No dejo de sorprenderme con la descripción que cada uno me comparte de ese jalón nunca antes experimentado del 19 de septiembre.
Y es que este terremoto me tomó fuera de México, en una lejanía geográfica que hizo más denso el sentimiento de impotencia.
Por eso no me canso de agradecer los relatos de quienes vivieron esa vulnerabilidad de cimbrarse involuntaria e irremediablemente.
Es una experiencia colectiva que nos obliga a la humildad frente al azar, la fatalidad y el miedo a la incertidumbre.
Ajena al crujir de ese martes, hoy me siento parte de la memoria colectiva del cobijo desplegado desde entonces.
Y aún cuando sabíamos que la generosidad nos habita, no deja de sorprenderme la fuerza del deseo de sabernos uno.
Es una ilusión que nos hace republicanos, como las canciones de Juan Gabriel, las ganas de reír y el gusto por los colores chillantes.

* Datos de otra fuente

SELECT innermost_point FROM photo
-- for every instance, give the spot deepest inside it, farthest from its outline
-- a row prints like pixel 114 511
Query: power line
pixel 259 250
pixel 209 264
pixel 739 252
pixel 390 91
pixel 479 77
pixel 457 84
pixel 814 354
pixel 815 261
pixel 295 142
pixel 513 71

Pero en medio de la emoción compartida, golpea el desencanto por lo que ya sabíamos y que ahora se vuelve enorme y pestilente: la corrupción y el ejercicio autoritario del poder.
De cualquier manera, no deja de sorprenderme la impunidad que dio paso a los negocios inmobiliarios que los políticos de todos los signos y niveles solaparon.
Y ante la unidad de utilería para las escenas mediáticas, mi capacidad de sorpresa se agiganta cuando el gobierno se monta en la tragedia y pretende un borrón y cuenta nueva.
Hoy sin embargo, como nunca antes, al margen de tradiciones y sentencias históricas, mi capacidad de sorpresa espera lo impredecible: la derrota de los fantoches, el triunfo de los hombres y las mujeres comunes.